Song by Bob Dylan

from the album Another Side of Bob Dylan
- Released: August 1964
- Recorded: June 9, 1964
- Label: Columbia
- Songwriter: Bob Dylan
- Producer: Tom Wilson

= Ballad in Plain D =

"Ballad in Plain D" is the tenth track of Bob Dylan's fourth album, Another Side of Bob Dylan, and—at 8 minutes, 18 seconds—the longest song on the album. The song recounts the circumstances surrounding the disintegration of Dylan's relationship with Suze Rotolo.

== Background ==
In the song Dylan details the conflicts between himself and Rotolo's mother, Mary Rotolo, and her sister Carla Rotolo. Critic Andy Gill writes that, in this song, Dylan clumsily idealizes Suze Rotolo, while "viciously characterizing Carla as a pretentious, social-climbing parasite".

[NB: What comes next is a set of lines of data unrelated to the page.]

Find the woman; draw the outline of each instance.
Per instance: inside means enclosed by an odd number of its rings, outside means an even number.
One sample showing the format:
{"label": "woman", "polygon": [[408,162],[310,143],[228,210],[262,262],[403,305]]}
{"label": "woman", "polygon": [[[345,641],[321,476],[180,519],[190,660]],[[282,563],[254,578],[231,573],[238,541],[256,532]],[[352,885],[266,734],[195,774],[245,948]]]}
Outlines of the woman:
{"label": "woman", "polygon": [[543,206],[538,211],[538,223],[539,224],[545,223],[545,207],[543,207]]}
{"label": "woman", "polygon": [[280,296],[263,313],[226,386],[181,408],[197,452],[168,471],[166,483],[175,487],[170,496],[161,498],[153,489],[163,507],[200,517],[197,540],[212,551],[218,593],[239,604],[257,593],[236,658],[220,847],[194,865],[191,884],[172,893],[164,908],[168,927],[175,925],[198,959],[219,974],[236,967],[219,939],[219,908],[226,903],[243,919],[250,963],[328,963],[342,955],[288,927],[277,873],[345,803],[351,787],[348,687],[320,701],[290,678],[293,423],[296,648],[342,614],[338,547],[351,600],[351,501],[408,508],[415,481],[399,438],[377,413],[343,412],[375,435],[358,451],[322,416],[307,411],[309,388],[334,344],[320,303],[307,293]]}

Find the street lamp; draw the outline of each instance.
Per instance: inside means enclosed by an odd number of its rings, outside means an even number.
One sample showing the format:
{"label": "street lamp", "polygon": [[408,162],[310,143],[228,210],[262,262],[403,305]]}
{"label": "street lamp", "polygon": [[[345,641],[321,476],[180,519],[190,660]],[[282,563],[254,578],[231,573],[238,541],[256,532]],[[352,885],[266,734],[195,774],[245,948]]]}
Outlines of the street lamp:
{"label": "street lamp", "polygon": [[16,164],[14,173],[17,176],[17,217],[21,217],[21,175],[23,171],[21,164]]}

The song relates how tension between Dylan and Suze Rotolo came to a head in the last week of March 1964 with a violent argument, in which Dylan and sister Carla shouted abuse at each other. "Beneath a bare lightbulb the plaster did pound/ Her sister and I in a screaming battleground/ And she in between, the victim of sound/ Soon shattered as a child to the shadows."

Andy Gill writes that "Ballad in Plain D" is one of Dylan's "least satisfying" songs because it fails to amount to anything more than a "self-pitying, one-sided account of the final traumatic night of Dylan's long-standing romance with Suze Rotolo". Gill contrasts Dylan's inability to handle such personal material successfully with his ability to "wax lyrical about more abstract philosophical concerns such as the state of society and the nature of freedom".

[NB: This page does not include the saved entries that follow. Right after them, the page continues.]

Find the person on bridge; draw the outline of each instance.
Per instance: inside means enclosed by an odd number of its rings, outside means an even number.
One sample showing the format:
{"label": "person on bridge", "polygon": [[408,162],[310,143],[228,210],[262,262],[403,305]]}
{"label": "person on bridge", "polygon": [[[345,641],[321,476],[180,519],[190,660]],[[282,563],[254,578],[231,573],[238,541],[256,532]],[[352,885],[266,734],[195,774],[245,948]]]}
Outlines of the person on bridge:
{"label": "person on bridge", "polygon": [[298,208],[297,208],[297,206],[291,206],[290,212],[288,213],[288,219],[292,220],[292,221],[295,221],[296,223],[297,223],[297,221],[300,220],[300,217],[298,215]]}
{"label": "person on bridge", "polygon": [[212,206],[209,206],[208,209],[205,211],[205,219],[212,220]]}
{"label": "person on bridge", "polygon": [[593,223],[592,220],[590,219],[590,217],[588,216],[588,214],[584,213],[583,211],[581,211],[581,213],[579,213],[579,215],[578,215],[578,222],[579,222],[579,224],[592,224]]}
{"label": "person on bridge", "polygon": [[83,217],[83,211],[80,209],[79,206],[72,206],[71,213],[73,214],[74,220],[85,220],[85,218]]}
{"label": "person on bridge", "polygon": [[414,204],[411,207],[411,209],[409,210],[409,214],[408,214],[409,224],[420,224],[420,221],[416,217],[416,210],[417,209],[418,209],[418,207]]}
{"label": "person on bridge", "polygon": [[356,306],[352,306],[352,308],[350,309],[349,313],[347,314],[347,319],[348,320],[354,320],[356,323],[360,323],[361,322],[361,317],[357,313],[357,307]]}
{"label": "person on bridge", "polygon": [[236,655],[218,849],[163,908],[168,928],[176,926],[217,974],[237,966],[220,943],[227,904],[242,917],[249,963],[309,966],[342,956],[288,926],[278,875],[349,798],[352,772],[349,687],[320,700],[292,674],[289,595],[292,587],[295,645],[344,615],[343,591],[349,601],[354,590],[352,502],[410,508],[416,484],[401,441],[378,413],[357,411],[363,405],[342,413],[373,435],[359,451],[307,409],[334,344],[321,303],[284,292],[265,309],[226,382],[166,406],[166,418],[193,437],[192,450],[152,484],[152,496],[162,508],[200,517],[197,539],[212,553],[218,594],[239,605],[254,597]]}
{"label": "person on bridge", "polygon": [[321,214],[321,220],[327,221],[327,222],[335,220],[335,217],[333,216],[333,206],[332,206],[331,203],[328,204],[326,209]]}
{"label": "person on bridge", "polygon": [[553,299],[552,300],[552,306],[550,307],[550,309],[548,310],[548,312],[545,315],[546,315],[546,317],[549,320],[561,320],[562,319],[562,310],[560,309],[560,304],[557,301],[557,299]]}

Clinton Heylin claims that Dylan wrote a rough outline of "Ballad in Plain D" soon after the events. In May 1964, he stayed in the Greek village of Vernilya (possibly Vouliagmeni), working on songs for his next album; there he drew out the material to the lengthy ballad he recorded in June 1964. Heylin writes "It took thirteen cathartic verses to get all this out of his system, without Dylan ever transcending his material. 'Plain D' remains an exercise in painful autobiography."

In an interview with Victoria Balfour, Suze Rotolo sounded a forgiving note about the song: "People have asked how I felt about those songs that were bitter, like 'Ballad in Plain D', since I inspired some of those too, yet I never felt hurt by them. I understood what he was doing. It was the end of something and we both were hurt and bitter. His art was his outlet, his exorcism. It was healthy. That was the way he wrote out his life; the loving songs, the cynical songs, the political songs, they are all part of the way he saw his world and lived his life, period."

Dylan, when asked in 1985 if he had any regrets about "Ballad In Plain D", replied: "Oh yeah, that one! I look back and say 'I must have been a real schmuck to write that.' I look back at that particular one and say, of all the songs I've written, maybe I could have left that alone."

The opening words of "Ballad in Plain D"—"I once loved a girl"—also provided the melody of the song. Heylin states that one of the most familiar song types in the English folk tradition is "Once I Had A Sweetheart" (also known as "The Forsaken Lover"), and that this song gave Dylan his tune. It also resembles the tune of the folk song "I Once Loved A Lass" and the penultimate verse of that song is clearly the model for Dylan's last verse.